The Art Deco Scottish Aviation factory was constructed as the Palace of Engineering for the 1938 Empire Exhibition in Bellahouston Park, Glasgow, but was dismantled and reassembled here. It went on to produce notable aircraft such as the Prestwick Pioneer and Twin Pioneer and its successor, British Aerospace, continued to built aircraft here until 1998. Components are still manufactured in Prestwick by the Kansas-based Spirit AeroSystems Inc., while Prestwick International Aerospace Park (opened in 1999) has consolidated Prestwick's position as a major aircraft-servicing and engineering base.

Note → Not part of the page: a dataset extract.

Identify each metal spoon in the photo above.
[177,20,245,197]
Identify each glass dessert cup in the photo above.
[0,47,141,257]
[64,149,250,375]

Prestwick Airport has the International Air Transport Association (IATA) location code "PIK". It is also the home of the Scottish Air Traffic Control Centre and is a centre of military air services. The US Air Force operated a Military Air Transport Service hub here between 1953 and 1966. It was in this latter context that the airport was briefly visited by Elvis Presley in 1960, at the end of his army service, notable because this was the only occasion the star visited Britain.

This is the only one of Scotland's airports with a dedicated and directly-connected railway station, opened in 1994.